Die Oberflächen aller Implantate stellen die Grenzfläche zwischen Material und biologischem Umfeld dar. Die Funktionalisierung von Oberflächen wie etwa das gezielte „Drucken“ chemisch unterschiedlicher Areale auf Silizium-, Metall- oder Polymeroberflächen im Nanometermaßstab ermöglicht eine weitere Miniaturisierung von Sensoren, die im oder am Körper dessen Funktionen überwachen und ggf. die Abgabe von Medikamenten aus einem verbundenen System steuern können.

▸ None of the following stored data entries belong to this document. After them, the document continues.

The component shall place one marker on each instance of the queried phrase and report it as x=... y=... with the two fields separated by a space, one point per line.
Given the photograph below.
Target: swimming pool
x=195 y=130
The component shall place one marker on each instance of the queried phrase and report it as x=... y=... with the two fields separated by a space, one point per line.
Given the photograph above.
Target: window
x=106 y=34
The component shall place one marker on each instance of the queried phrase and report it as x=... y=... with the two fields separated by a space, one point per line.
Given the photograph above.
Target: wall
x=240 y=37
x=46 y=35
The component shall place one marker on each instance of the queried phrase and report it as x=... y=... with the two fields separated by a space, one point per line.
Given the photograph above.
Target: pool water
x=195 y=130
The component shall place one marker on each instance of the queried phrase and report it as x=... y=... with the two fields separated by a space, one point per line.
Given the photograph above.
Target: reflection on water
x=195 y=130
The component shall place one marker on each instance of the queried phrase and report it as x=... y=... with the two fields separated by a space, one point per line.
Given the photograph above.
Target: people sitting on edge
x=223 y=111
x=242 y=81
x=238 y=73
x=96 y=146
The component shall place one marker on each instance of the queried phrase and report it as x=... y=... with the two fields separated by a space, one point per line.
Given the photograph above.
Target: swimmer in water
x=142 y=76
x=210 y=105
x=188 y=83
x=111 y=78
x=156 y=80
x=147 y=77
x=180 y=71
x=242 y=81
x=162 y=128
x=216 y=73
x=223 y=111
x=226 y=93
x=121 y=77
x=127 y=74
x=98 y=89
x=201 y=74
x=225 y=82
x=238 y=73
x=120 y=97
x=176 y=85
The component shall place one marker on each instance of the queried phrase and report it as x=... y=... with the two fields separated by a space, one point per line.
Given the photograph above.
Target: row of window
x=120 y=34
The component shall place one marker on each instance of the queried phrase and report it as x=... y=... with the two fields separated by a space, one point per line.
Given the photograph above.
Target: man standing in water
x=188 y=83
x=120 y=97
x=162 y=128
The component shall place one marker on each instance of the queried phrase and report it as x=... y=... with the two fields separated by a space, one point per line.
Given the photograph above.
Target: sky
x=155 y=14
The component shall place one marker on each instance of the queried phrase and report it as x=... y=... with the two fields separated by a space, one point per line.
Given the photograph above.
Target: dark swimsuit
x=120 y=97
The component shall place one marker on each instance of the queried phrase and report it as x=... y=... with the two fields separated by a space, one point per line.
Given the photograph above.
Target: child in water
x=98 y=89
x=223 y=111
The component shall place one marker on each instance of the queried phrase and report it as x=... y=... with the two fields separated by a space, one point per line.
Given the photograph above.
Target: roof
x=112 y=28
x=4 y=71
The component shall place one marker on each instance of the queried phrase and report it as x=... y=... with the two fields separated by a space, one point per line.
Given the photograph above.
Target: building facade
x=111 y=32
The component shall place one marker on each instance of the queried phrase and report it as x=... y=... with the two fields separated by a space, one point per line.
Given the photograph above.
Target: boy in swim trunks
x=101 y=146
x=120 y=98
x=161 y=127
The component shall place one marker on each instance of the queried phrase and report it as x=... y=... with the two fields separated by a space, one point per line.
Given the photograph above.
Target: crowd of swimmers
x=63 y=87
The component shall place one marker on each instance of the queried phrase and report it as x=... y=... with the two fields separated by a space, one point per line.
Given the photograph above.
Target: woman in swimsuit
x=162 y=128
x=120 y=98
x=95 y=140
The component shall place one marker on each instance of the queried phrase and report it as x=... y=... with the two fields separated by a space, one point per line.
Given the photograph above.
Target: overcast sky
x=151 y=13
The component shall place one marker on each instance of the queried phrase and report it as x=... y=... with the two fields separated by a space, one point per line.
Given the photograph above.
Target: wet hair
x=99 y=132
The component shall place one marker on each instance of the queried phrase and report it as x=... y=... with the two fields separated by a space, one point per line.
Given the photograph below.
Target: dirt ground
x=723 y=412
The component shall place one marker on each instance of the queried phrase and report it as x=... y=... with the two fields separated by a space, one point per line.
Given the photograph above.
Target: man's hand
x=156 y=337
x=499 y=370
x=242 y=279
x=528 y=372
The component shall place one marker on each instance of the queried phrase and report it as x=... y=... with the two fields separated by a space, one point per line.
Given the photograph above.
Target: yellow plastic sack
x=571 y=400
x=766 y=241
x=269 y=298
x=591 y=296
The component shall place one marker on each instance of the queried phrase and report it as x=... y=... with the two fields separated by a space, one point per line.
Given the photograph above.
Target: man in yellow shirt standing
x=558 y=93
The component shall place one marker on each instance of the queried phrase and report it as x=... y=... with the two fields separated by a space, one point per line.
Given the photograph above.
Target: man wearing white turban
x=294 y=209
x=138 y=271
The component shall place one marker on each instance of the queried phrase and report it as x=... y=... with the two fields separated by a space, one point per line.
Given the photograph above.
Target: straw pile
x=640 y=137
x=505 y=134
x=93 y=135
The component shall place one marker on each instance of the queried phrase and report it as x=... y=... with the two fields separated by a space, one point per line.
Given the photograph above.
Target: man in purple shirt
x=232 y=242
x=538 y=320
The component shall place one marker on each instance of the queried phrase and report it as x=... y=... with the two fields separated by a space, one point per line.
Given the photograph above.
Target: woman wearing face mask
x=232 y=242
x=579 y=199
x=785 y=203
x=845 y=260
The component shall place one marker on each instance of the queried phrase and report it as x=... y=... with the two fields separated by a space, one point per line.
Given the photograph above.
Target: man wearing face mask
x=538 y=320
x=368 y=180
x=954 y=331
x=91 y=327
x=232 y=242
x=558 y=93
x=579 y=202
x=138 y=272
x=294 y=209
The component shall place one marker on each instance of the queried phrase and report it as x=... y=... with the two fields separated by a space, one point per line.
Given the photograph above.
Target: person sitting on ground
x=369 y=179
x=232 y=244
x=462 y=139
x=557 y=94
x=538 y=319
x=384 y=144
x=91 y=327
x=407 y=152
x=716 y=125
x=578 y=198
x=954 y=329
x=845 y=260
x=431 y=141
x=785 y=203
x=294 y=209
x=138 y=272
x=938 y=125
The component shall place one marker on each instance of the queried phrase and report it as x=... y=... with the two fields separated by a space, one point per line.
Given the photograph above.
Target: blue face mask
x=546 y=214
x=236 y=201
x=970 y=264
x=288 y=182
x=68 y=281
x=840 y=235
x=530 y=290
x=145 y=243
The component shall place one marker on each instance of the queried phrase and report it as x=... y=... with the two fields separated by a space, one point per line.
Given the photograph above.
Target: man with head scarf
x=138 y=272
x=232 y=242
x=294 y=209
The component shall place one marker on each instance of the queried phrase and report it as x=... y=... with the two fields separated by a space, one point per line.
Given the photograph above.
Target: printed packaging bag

Durch die Funktionalisierung von Oberflächen wird eine verbesserte Biokompatibilität der Oberflächen von z. B. intrakorporalen Sensoren erreicht und damit die Fremd-Erkennung/Gewebs-Verkapselung vermindert, die oft als Reaktion des Körpers auf externe (nicht-biokompatible) Komponenten auftritt. Somit optimiert das Verfahren die Biokompatibilität, den Korrosionsschutz, die antimikrobielle Wirkung sowie insgesamt die Verweildauer von Implantaten.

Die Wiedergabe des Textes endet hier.